Leading quality assurance, Manager Nerida Thomson’s team of skilled Laboratory Technicians perform tests with “laser focused precision” at the mill’s innovative and modern qualitycontrol laboratory.
“Our flours undergo round-the-clock rigorous testing through every stage of the milling process – from wheat to flour and dough right through to the final loaf,” Ms Thomson said.
Further benefiting from one of Australia’s most advanced on-site test bakeries, Manildra Group’s team of highly skilled master bakers, food technologists, and scientists test-bake flour batches at the conclusion of the milling process.
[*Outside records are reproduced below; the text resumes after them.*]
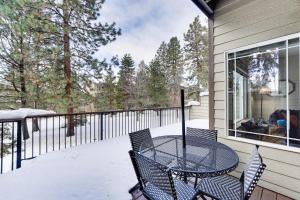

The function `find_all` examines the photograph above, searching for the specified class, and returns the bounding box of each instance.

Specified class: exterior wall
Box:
[212,0,300,199]
[190,95,209,120]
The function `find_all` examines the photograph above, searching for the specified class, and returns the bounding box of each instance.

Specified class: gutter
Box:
[191,0,213,17]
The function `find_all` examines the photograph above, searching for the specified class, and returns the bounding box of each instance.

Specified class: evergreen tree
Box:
[165,37,184,106]
[147,59,168,107]
[134,61,150,108]
[0,0,48,108]
[183,16,208,101]
[37,0,121,135]
[156,42,168,69]
[117,54,135,109]
[101,57,118,110]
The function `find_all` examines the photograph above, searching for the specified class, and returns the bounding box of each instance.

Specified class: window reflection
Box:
[227,38,300,148]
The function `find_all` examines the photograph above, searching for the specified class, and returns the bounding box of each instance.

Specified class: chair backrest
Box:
[186,127,218,141]
[129,150,177,199]
[241,145,266,200]
[129,129,153,152]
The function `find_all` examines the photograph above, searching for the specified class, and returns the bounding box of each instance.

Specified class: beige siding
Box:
[213,0,300,199]
[189,96,209,120]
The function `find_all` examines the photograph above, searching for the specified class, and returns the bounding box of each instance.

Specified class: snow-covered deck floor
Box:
[0,119,208,200]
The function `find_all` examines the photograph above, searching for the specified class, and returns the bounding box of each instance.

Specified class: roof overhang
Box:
[191,0,214,17]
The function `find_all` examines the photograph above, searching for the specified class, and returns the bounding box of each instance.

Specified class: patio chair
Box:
[129,128,154,152]
[183,127,218,185]
[186,127,218,141]
[128,129,173,165]
[129,150,199,200]
[196,145,266,200]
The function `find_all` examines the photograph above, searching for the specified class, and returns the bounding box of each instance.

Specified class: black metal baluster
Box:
[104,115,107,139]
[75,115,77,146]
[24,123,26,160]
[159,109,162,127]
[124,112,126,135]
[135,111,137,131]
[122,112,124,135]
[115,113,117,137]
[46,118,48,153]
[148,110,150,128]
[58,116,61,150]
[85,114,87,144]
[98,114,100,141]
[108,114,110,139]
[64,115,67,149]
[1,123,4,174]
[32,119,34,158]
[111,113,113,137]
[93,114,96,141]
[89,114,92,143]
[70,115,72,147]
[52,116,55,151]
[11,122,15,170]
[39,117,41,155]
[100,113,103,140]
[16,121,22,169]
[118,112,120,137]
[80,115,82,145]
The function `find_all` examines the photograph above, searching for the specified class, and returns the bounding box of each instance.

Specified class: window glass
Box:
[227,38,298,147]
[288,38,300,147]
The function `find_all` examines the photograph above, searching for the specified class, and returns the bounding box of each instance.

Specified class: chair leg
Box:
[128,182,140,194]
[200,194,207,200]
[194,175,198,188]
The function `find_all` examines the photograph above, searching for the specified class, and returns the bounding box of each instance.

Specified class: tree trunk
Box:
[63,0,74,137]
[19,36,26,108]
[19,60,26,107]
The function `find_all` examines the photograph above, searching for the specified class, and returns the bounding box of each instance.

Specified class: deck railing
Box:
[0,106,190,174]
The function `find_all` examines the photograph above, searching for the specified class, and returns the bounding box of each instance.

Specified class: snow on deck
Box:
[0,119,208,200]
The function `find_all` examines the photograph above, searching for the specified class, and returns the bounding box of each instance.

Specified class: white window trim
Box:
[224,32,300,153]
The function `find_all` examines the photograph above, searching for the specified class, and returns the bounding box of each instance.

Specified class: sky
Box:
[96,0,207,66]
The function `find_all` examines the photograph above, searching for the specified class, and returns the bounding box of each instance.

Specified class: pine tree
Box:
[134,61,150,108]
[156,42,168,69]
[117,54,135,109]
[183,16,208,101]
[37,0,121,135]
[0,0,47,108]
[147,59,168,107]
[101,57,118,110]
[165,37,184,106]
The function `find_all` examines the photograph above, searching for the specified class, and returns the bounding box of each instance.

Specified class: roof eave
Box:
[191,0,214,17]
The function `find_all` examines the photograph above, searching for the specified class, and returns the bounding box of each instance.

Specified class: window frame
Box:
[224,32,300,151]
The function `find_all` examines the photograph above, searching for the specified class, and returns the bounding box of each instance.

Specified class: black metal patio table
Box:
[139,135,239,181]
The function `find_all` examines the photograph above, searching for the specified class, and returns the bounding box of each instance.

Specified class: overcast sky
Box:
[96,0,206,65]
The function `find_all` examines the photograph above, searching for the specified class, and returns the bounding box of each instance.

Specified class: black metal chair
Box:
[186,127,218,141]
[129,128,154,152]
[128,129,173,165]
[196,145,266,200]
[183,128,218,186]
[129,150,199,200]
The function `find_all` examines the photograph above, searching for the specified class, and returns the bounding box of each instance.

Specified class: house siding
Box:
[189,95,209,120]
[212,0,300,199]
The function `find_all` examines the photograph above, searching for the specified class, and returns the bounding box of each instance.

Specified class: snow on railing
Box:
[0,106,191,174]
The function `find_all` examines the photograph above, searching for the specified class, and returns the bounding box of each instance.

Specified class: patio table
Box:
[139,135,239,180]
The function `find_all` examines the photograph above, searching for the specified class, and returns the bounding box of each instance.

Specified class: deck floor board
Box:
[131,186,292,200]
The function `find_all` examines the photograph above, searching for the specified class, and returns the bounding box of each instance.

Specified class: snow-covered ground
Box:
[0,119,208,200]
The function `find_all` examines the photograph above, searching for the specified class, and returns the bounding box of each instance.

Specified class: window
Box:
[226,34,300,148]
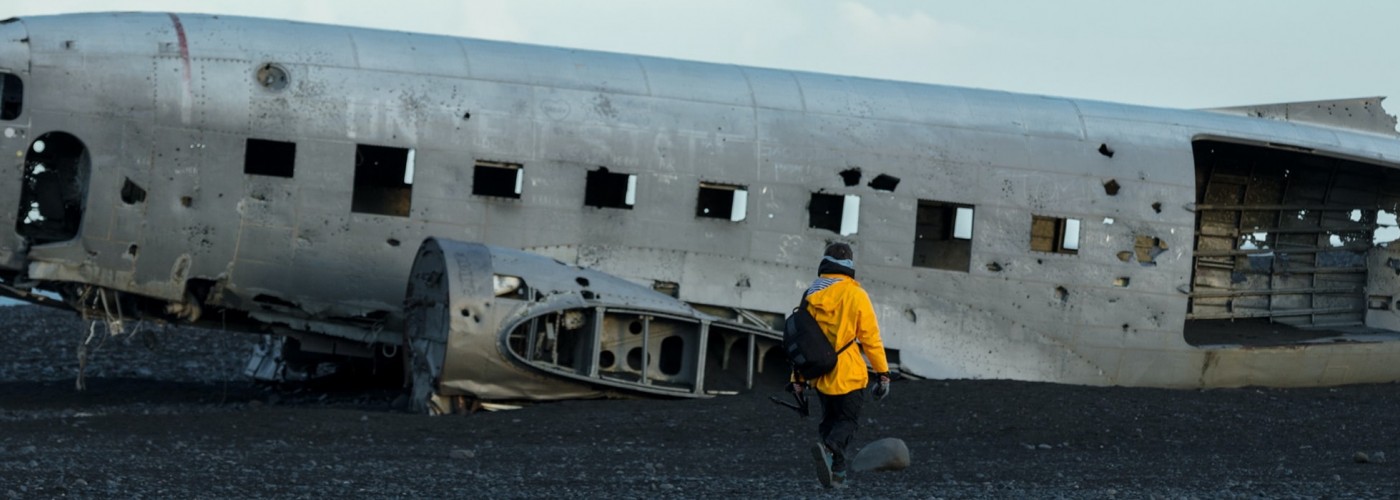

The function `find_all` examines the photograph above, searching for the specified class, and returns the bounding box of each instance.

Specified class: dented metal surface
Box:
[0,12,1398,399]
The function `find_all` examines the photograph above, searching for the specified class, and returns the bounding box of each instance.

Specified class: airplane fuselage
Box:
[3,13,1400,393]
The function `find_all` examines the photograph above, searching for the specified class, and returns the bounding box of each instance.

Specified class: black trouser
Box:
[817,389,865,472]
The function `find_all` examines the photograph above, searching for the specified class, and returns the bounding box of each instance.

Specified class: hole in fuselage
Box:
[838,168,861,186]
[868,174,899,192]
[1186,139,1400,346]
[658,336,684,376]
[17,132,90,245]
[120,178,147,205]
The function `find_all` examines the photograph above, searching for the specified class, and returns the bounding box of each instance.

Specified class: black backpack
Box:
[783,297,857,380]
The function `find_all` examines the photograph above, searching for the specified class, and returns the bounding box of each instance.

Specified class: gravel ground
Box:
[2,305,1399,498]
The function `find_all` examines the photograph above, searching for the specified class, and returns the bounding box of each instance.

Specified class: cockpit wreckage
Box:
[3,13,1400,413]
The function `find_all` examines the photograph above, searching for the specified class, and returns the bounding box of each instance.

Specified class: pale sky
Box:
[6,0,1399,111]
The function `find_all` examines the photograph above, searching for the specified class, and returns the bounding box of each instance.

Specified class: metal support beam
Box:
[1193,244,1373,257]
[745,332,754,390]
[640,315,650,385]
[1187,306,1364,320]
[1200,225,1381,237]
[1191,203,1381,212]
[525,318,538,361]
[1190,286,1362,298]
[588,308,603,378]
[1193,262,1366,274]
[694,321,709,395]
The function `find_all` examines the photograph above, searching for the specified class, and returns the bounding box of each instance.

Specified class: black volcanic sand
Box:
[1,305,1397,498]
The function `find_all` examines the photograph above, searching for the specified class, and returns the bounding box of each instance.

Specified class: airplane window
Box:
[244,138,296,178]
[351,144,413,217]
[809,193,859,236]
[1030,215,1080,255]
[0,73,21,120]
[913,199,974,272]
[255,63,289,92]
[584,167,635,209]
[473,160,522,199]
[696,182,747,221]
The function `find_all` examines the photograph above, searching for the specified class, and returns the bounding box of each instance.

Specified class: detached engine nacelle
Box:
[403,239,781,414]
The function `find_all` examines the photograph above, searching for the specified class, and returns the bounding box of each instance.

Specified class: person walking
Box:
[789,242,890,488]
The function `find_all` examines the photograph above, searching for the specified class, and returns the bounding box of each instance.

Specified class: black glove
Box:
[872,372,890,401]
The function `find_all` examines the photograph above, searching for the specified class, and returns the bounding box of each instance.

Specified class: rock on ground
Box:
[850,437,910,472]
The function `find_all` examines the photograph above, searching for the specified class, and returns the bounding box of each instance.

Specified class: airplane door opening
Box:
[1187,140,1400,346]
[16,132,90,245]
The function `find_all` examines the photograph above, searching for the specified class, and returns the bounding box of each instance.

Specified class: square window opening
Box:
[808,192,862,236]
[584,167,635,209]
[352,144,413,217]
[473,160,522,198]
[244,138,296,178]
[1030,215,1080,255]
[913,200,974,272]
[696,182,747,221]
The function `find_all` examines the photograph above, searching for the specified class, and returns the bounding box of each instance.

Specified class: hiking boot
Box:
[810,442,833,488]
[831,470,848,489]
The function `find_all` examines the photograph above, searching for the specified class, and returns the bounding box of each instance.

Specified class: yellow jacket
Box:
[793,274,888,396]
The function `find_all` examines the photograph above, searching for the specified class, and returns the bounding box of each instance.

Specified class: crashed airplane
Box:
[1,12,1399,411]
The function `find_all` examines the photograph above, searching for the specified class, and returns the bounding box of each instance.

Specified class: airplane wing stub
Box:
[1206,97,1399,137]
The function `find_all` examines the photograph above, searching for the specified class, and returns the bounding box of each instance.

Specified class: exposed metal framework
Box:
[1190,140,1400,329]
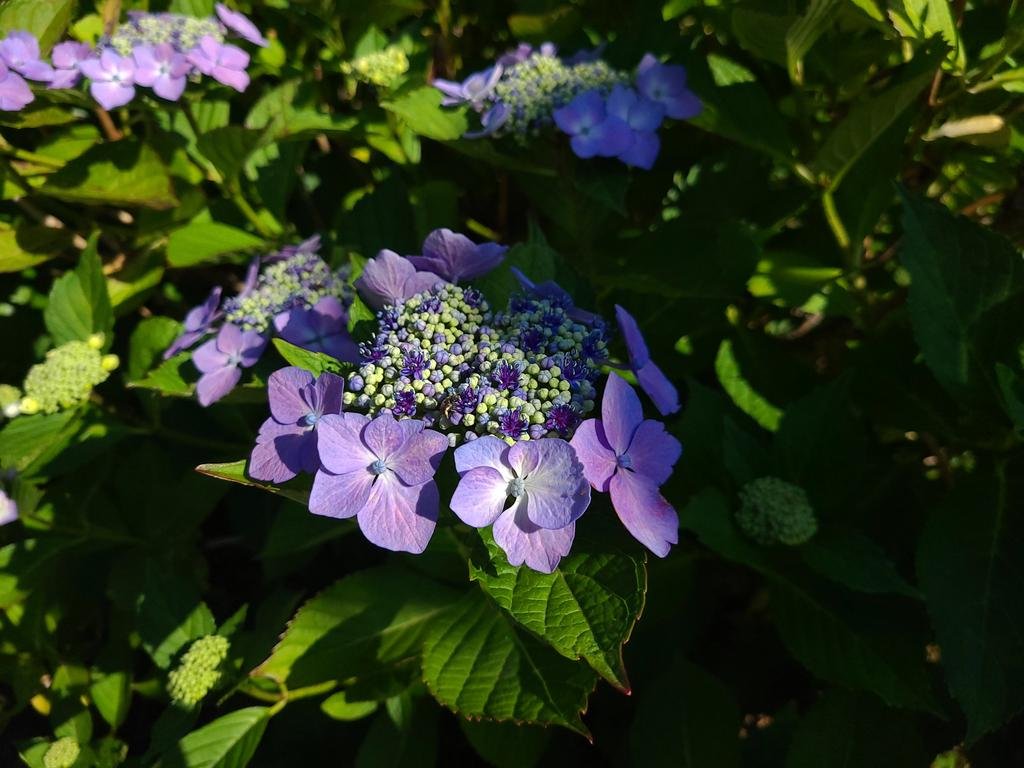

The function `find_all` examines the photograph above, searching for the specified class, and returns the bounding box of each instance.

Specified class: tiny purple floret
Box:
[192,323,266,406]
[615,304,680,416]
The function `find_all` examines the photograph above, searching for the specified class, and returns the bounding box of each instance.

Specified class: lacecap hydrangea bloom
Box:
[0,3,266,112]
[16,334,118,416]
[436,44,701,169]
[245,227,684,572]
[164,236,355,407]
[166,634,230,707]
[735,476,818,546]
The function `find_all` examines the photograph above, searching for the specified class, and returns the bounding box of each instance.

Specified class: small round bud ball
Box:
[736,477,817,546]
[167,634,230,708]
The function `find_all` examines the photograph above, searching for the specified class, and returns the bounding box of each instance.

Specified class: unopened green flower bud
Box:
[167,634,230,708]
[43,737,80,768]
[736,477,817,546]
[21,340,112,414]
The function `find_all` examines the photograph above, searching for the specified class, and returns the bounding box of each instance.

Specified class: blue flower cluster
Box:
[436,44,701,169]
[344,284,608,443]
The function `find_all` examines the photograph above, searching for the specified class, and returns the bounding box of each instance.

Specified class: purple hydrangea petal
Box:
[569,419,617,493]
[0,66,34,111]
[356,249,418,309]
[358,471,438,554]
[449,465,509,527]
[636,57,701,120]
[312,370,345,416]
[625,419,681,486]
[0,31,52,82]
[196,364,242,406]
[606,84,664,132]
[408,228,507,283]
[587,115,635,158]
[164,287,222,359]
[387,425,448,486]
[249,419,308,482]
[636,360,680,416]
[507,439,589,529]
[361,412,405,461]
[434,78,467,105]
[553,90,605,134]
[317,413,374,475]
[465,102,509,138]
[89,79,136,110]
[267,366,316,424]
[493,503,575,574]
[453,434,511,476]
[52,41,91,70]
[615,304,649,366]
[192,336,229,373]
[609,469,678,557]
[618,131,660,170]
[309,466,374,519]
[601,372,643,456]
[215,3,268,47]
[0,490,17,526]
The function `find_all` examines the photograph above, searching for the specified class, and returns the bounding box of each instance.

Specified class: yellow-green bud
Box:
[167,635,230,708]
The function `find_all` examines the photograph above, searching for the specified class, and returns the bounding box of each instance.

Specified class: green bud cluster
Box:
[0,384,20,418]
[344,285,606,443]
[342,47,409,88]
[494,55,626,136]
[20,337,118,415]
[735,477,818,546]
[108,13,224,56]
[222,251,351,333]
[43,737,80,768]
[167,634,230,707]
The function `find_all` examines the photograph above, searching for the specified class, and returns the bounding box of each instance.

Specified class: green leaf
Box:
[459,719,550,768]
[161,707,269,768]
[40,140,179,209]
[320,691,379,721]
[815,47,943,186]
[355,698,438,768]
[127,317,182,382]
[472,222,559,309]
[43,238,114,345]
[0,411,80,474]
[470,519,646,691]
[785,0,841,83]
[196,127,265,181]
[681,489,940,713]
[0,0,74,51]
[421,588,597,735]
[899,192,1024,405]
[381,87,468,141]
[195,460,311,507]
[135,562,216,669]
[715,339,783,431]
[271,339,350,377]
[90,671,131,730]
[917,467,1024,741]
[0,222,70,273]
[630,659,741,767]
[255,566,458,688]
[167,222,263,267]
[129,353,195,398]
[785,690,927,767]
[800,533,920,598]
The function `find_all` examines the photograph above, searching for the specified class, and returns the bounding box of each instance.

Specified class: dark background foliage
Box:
[0,0,1022,766]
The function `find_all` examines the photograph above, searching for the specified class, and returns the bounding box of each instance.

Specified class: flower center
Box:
[507,477,526,498]
[369,459,388,475]
[302,412,319,427]
[616,453,633,471]
[226,352,242,367]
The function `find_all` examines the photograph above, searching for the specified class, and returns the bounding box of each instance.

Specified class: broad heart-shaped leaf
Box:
[0,411,80,474]
[161,707,269,768]
[0,0,74,51]
[195,460,311,507]
[421,587,597,736]
[196,127,265,181]
[167,221,264,267]
[629,659,741,768]
[899,192,1024,407]
[469,516,646,692]
[381,87,468,141]
[0,222,70,273]
[129,353,195,398]
[256,566,459,688]
[680,489,941,713]
[800,533,920,599]
[43,238,114,346]
[40,140,178,209]
[917,467,1024,742]
[785,690,928,768]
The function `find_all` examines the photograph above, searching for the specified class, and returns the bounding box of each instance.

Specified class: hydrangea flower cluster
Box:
[14,335,119,416]
[342,46,409,89]
[436,44,701,169]
[245,228,684,572]
[163,236,356,407]
[0,3,266,112]
[735,477,818,546]
[43,738,81,768]
[167,634,230,708]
Mr Gorringe said that the test bakery team is methodical and meticulous when it comes to flour characteristics and the milling process.
“A bake test will always tell you how the flour will perform,” said Mr Gorringe of our rigorous standard formula and baking procedure for doughs, to deliver flawless consistency in the final test-baked loaf.
“Once the loaves come out of the oven and have cooled, our technical baking team measures the height and assesses colour, crust, texture, crumb structure, and smell.
“From the humble loaf to the golden crust of a warm cherry pie or mastering the perfectly risen scone, we believe your flour must be right for the job every time you bake.”
At the Manildra mill’s state-of-the-art packaging facility, The Healthy Baker flours stand out in their innovative containers – with their resealable, reusable, and easy-to-grip packaging “key to the brand’s success as a top-seller”, said Ms Honan.
Guaranteeing fresher flour for optimum baking quality and shelf-life, the containers often found new purposes, said Ms Honan, from cosmetics and crafts to toys, plants and herbs, pantry staples and more.